[SOLVED] bash script to dynamically edit an html file

melee · 04-14-2010, 12:06 PM

Hey all, I'm having a bit of a problem with a script I'm trying to write. I'll try to give as many details as possible without overwhelming anyone with huge code blocks....

Essentially what I want the script to do is edit an html file based off of the contents of that same file. I'll give an example. FYI, for any of you that are familiar with the html pages that nessus creates, this should look familiar.

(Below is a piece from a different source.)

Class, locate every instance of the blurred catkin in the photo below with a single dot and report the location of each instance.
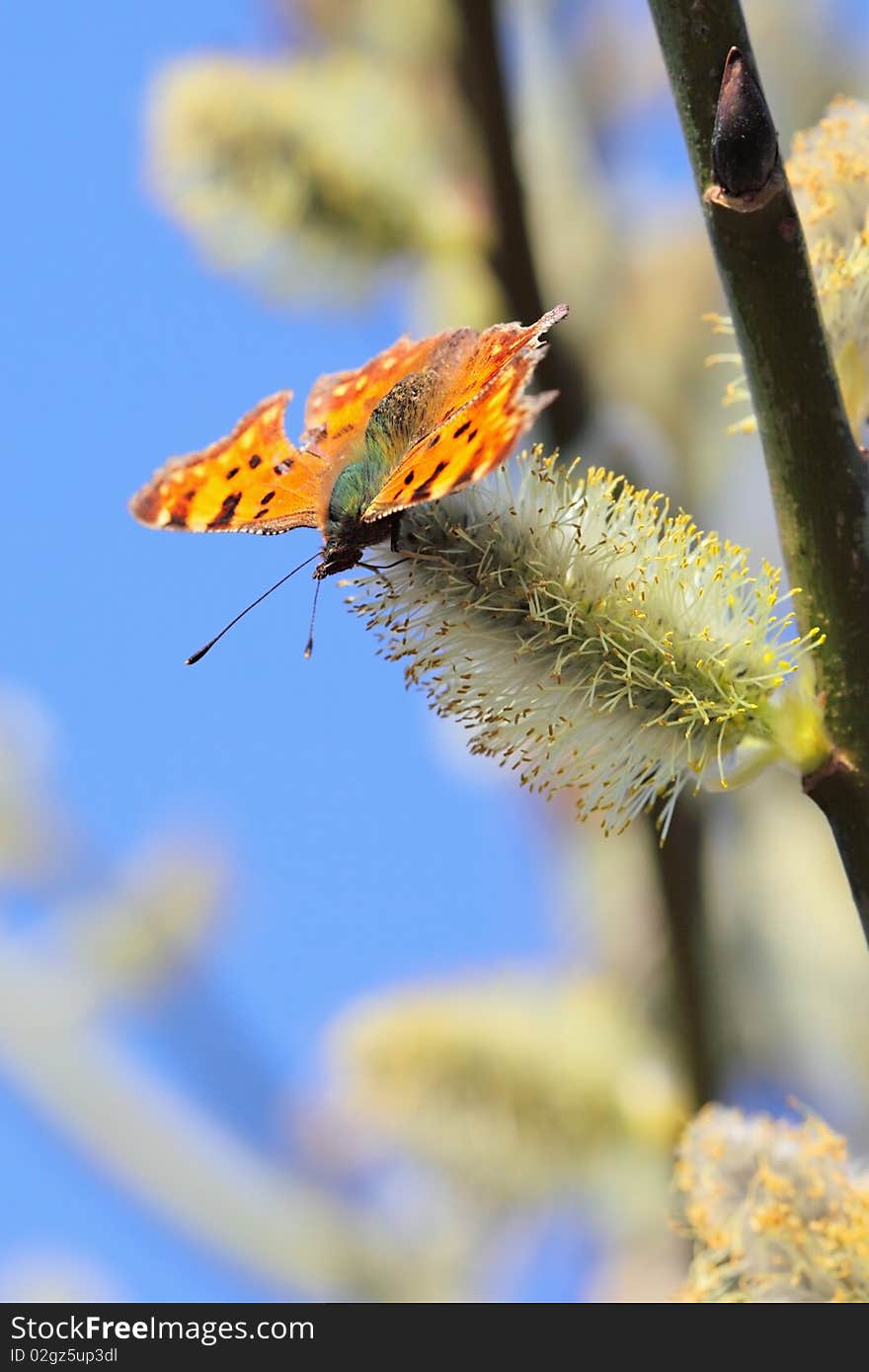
(517, 1084)
(774, 1210)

The file in question has lines like this:

Code:

	 <td class=default width="60%"><a href="#172_27_1_107">172.27.1.107</a></td>
	<td class=default width="40%">Security warning(s) found</td></tr>

and then way at the bottom of the file, it has lines like this:

Code:

<br>
172.27.1.107 resolves as generic.hostname.com.<br>

<br>

What I need to do is strip the ip address and hostname from the second stanza, and then edit the first stanza so it looks like this:

Code:

	 <td class=default width="30%"><a href="#172_27_1_107">172.27.1.107</a></td>
	<td class=default width="30%"><a href="#172_27_1_107">generic.hostname.com</a></td>
	<td class=default width="40%">Security warning(s) found</td></tr>

I've been (no pun intended) bashing my head against this for several days now and I haven't had any real luck. I can get the basics, sed replaces and sed appends, but the compare and replace is killing me.

Until now, I had been working on the premise of stripping the ip and hostname from stanza 2 and putting them in a separate file (let's call it hostnames.txt), and then running some sort of nested loop that would compare the ip in the first line of hostnames.txt with each line of the nessus.html file. If it found a match, it would attempt a sed replace and then an append based on what those lines look like. I assumed that no other lines would match, and therefore no replace or append would take place until it found the appropriate line. Unfortunately, the nested while loops didn't work, so I've tried rewriting the script multiple times in different ways but nothing is working for me.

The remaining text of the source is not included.